Sa respiration se fit heurtée. Combien de temps s’était-il écoulé depuis cette ultime journée ? Dix ans ? Quinze ans ? Depuis que la Grande guerre – ces grands titres nébuleux des principaux quotidiens : rationnement, conscription, soldats mutilés rentrant chez eux – avait débarqué à Ponyville ? Fermant les yeux, elle crut entendre les cris et les ordres aboyés aux pelotons stationnés tout au long de la Grand’rue, licornes et poneys terrestres garrot-à-garrot, retranchés derrière des barricades de fortune, un cordon de pégases au-dessus d’eux, sentinelles du désespoir : « Nuée de corbeaux, au moins cent ! » ; « Détachement de caprins arrivant plein Sud ! »

Rarity avait pris place dans la foule des réfugiés. Que faire d’autre ? Qu’avait-elle donc apporter à la troupe hétéroclite, mélange incongru de paysans et de gardes royaux, montés seuls à l’assaut contre les trompettes et les tambours de l’ennemi ? Ils s’étaient mis en marche lentement, et elle n’avait pu s’empêcher de regarder derrière elle, vers son village, vers ses amies ; assister de loin à la boucherie sanglante, voir son univers se couvrir de rouge dans le fracas des armes et des sorts de mort ; le ciel s’obscurcir et les maisons brûler ; les corps joncher les rues, brisés comme de simples poupées de chiffon, agonisant, hurlant.

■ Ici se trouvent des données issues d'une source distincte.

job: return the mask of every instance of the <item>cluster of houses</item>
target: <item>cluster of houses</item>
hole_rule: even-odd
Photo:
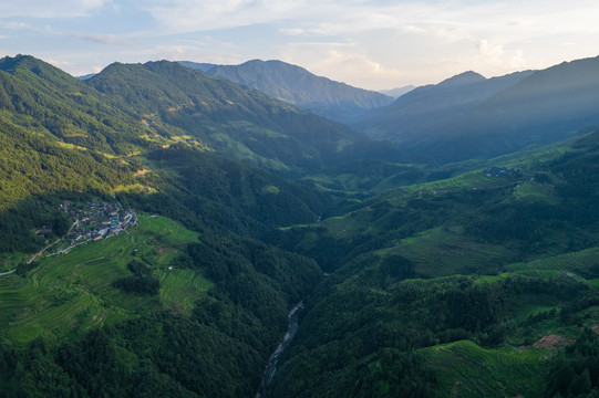
[[[123,209],[121,203],[94,201],[83,210],[69,210],[68,206],[63,210],[69,211],[74,223],[69,237],[71,245],[110,238],[137,223],[135,210]]]
[[[519,167],[487,167],[485,176],[487,177],[517,177],[521,175]]]

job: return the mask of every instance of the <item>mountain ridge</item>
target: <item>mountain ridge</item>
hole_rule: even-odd
[[[184,64],[190,65],[189,62]],[[381,93],[317,76],[301,66],[278,60],[215,65],[206,72],[260,90],[270,96],[337,121],[392,101]]]

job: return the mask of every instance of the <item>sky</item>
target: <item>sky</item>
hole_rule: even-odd
[[[598,17],[597,0],[4,0],[0,56],[75,76],[115,61],[281,60],[385,90],[597,56]]]

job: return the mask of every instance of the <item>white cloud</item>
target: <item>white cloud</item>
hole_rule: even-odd
[[[71,33],[71,38],[90,41],[100,44],[113,44],[113,45],[134,45],[131,40],[117,36],[114,34],[84,34],[84,33]]]
[[[388,88],[389,82],[403,76],[399,70],[364,56],[352,43],[295,43],[281,50],[280,59],[358,87]]]
[[[111,3],[112,0],[21,0],[0,3],[0,19],[72,18],[90,14]]]

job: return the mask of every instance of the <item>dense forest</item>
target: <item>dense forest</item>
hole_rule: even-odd
[[[438,166],[177,63],[2,59],[1,395],[598,396],[586,133]]]

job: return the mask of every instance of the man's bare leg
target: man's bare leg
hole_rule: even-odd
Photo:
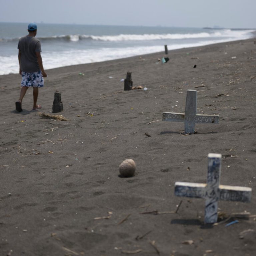
[[[22,100],[24,96],[25,96],[26,93],[27,92],[27,90],[28,88],[27,86],[22,86],[20,90],[20,98],[18,101],[15,102],[15,105],[16,107],[16,110],[18,112],[21,112],[22,111],[22,109],[21,107],[21,103],[22,102]]]
[[[38,97],[38,87],[33,87],[33,98],[34,99],[34,104],[33,105],[33,109],[38,109],[42,107],[40,105],[37,105],[36,103],[37,102],[37,98]]]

Le lendemain, un jour trop tard, elle était revenue seule pour arpenter les ruines, parcourir les environs. Elle avait crié, crié de toutes ses forces, du fond de sa détresse, espérant que quelqu’un, n’importe qui, lui réponde. Elle avait trouvé Applejack – et toute sa famille – morte dans sa ferme, abandonnée là où elle avait tenté un dernier baroud d’honneur, des plumes et des cornes tout autour et du sang répandu, des mares de sang à peine séché. Leurs corps déchiquetés, amputés, à peine reconnaissables. Un peu plus loin, la chaumière de Fluttershy ; la pégase, gisante sur le seuil : une seule flèche en plein cœur avait suffi ; elle n’avait même pas osé résister. Et tous ses animaux, massacrés.

Se battre ou fuir. Un des dilemmes, parmi tant d’autres, que Rarity avait dû affronter après ce jour maudit, pendant la courte trêve où elle n’avait rien eu à faire qu’à se souvenir et à réfléchir. Que choisir ? Y avait-il d’ailleurs un choix possible ? Au moins échapperait-elle peut-être au sort de ce chamois qu’elle avait aperçu et soigneusement évité, un officier femelle, coincée dans une armure défoncée, une plaie ouverte à la nuque, des orbites vides à la place des yeux, titubant en plein centre-ville, appelant à l’aide d’une voix éteinte, réclamant ses amis, de l’eau, une présence, quelque chose, quelqu’un, n’importe qui.

Parfois Rarity en rêvait encore. Quand elle avait de la chance, dans ses rêves, elle leur tendait le sabot ; ou du moins, elle leur parlait, avant de leur tourner le dos.

« Rarity ? »

À quoi bon se ramentevoir ? Elle avait une mission, ici et maintenant.